La guida ci mostra il pozzo del castello: che sia profondissimo lo dimostra versando da una brocca una decina di getti d'acqua a intervalli di almeno un secondo l'uno dall'altro, dopo circa 10 secondi si sente l'arrivo del primo getto. Seguono gli altri, in fragoroso crescendo. La guida spiega che quel posto fu scavato ai tempi di Federico Barbarossa, e che gli scavatori erano prigionieri di guerra milanesi, i quali forse non rividero mai più Milano. Penso che anche questo spieghi l'animosità con cui i milanesi combatterono alla battaglia di Legnano: c'erano certi conti da regolare.

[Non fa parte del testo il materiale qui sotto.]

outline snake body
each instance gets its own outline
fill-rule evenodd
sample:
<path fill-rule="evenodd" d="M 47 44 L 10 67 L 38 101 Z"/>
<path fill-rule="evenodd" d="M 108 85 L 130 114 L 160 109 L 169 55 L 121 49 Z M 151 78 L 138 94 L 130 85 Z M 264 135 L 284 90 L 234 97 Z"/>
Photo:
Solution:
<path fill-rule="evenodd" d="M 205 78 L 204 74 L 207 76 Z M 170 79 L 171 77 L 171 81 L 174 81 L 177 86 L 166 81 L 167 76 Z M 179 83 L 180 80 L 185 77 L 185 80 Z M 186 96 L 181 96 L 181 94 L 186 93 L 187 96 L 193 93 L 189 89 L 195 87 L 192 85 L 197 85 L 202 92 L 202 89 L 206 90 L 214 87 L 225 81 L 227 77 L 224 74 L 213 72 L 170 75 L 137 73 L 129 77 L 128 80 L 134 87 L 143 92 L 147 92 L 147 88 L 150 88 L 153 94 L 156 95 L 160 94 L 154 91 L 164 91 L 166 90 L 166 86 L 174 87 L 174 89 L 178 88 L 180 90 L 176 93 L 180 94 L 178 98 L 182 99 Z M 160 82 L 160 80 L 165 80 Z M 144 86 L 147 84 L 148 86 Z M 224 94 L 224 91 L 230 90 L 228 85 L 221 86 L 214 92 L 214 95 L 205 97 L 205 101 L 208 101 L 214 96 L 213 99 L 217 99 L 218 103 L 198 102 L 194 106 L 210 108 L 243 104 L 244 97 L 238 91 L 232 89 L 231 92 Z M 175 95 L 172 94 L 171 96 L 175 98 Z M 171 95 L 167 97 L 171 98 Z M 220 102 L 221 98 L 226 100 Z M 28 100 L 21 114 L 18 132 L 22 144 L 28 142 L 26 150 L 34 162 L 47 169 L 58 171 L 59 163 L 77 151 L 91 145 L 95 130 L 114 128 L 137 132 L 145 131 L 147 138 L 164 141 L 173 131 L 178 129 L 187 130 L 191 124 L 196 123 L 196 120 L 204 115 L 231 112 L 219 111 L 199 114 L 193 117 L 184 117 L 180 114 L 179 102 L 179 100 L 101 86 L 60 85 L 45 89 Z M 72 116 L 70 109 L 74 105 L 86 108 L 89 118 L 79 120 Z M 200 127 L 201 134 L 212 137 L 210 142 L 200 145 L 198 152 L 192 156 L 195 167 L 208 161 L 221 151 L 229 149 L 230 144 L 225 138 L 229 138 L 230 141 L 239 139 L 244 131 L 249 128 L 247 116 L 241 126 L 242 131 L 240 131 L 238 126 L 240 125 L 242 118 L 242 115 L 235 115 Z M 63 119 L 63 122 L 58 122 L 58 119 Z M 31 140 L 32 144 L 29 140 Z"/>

Andiamo a cenare dal Patrizier. I due professori ci accolgono allegramente, come al solito. Quando arriva la birra uno dei due, completamente calvo, prende il boccale, se lo pone in testa in equilibrio e si mette a danzare al suono dell'orchestrina. L'altro, che non vuole essere da meno, prende a sua volta il boccale, se lo mette in testa, si alza e si rovescia addosso tutto quel liquido schiumoso. Tutta la sala ride, come sanno ridere i tedeschi quando sono pieni di birra; la moglie sgrida l'incauto, come sanno sgridare le mogli tedesche quando sono arrabbiate. Noi mettiamo pace e poi tutti assieme ci beviamo sopra.

Il professore che è rimasto all' asciutto si mette accanto a me con il suo bravo boccale, si accerta con un'occhiata che la moglie non lo ascolti e mi sussurra:
- Ach, Italien, Italien! Ghina Lollobrìghida! Sofia Loren!
Accentua le sue eterne esternazioni con un fischio finale che attira l'attenzione della moglie, ma egli imperterrito alza il boccale e dice:
- Prosit!
Tocchiamo i bicchieri, ci allacciamo con le braccia e seguiamo ondeggiando il ritmo dell'ultimo valzer; ci alziamo per rientrare in caserma, perché è tardi. Arrivederci. Arrivederci.

Usciamo. Ormai è notte, ma la città è animata; passa gente in costume folcloristico, ma non appare affatto allegra: sono quasi tutte donne o ragazze, ognuna con una fiaccola. La fiaccolata si prolunga verso l'infinito, leggiamo i vistosi cartelli che di tanto in tanto qualcuno ha sul petto: Leipzig, Magdeburg, Stettin, Poznan, Halle, Erfurt, Dresden, Danzig, Posen, Landsberg, Freiberg, Königsberg...tutte città rimaste nella Germania est o passate alla Polonia... questi sono tutti profughi dell'est comunista. Sì, ne sappiamo qualcosa noi dei profughi giuliani dalmati. Vorrei unirmi al corteo e aggiungere alla lista delle loro città anche Zara, Pola e Fiume. Questa gente procede silenziosa, a passo lento con lo sguardo duro. Chi sa leggere in quegli occhi può capire che, un domani, la resa dei conti sarà terribile, perché questa gente non scherza.

 

Capitolo VI - Ritorno

E' arrivato il momento di tornare. Salutiamo gli amici del Patrizier, gli americani, Fürth e Norimberga: si ritorna in Italia dopo questa che è stata, tutto sommato, una bella vacanza ricca di esperienze nuove; l'amico paracadutista torna a Roma e io a Cormòns. Cosa può essere accaduto durante la mia assenza? Quando manca la gatta, i topi ballano. Ma adesso vi faccio ballare io!

Alla sede del mio comando voltavo l'ingombro di pratiche arretrate: che sia una manovra intesa a bloccare il superiore molesto? Vediamo di che si tratta e mettiamoci al lavoro. Dalla finestra vedo il Monte Quairìn; dal verde di quella lettura spicca il bianco santuario della Madonna dell'aiuto. Ne ho proprio bisogno!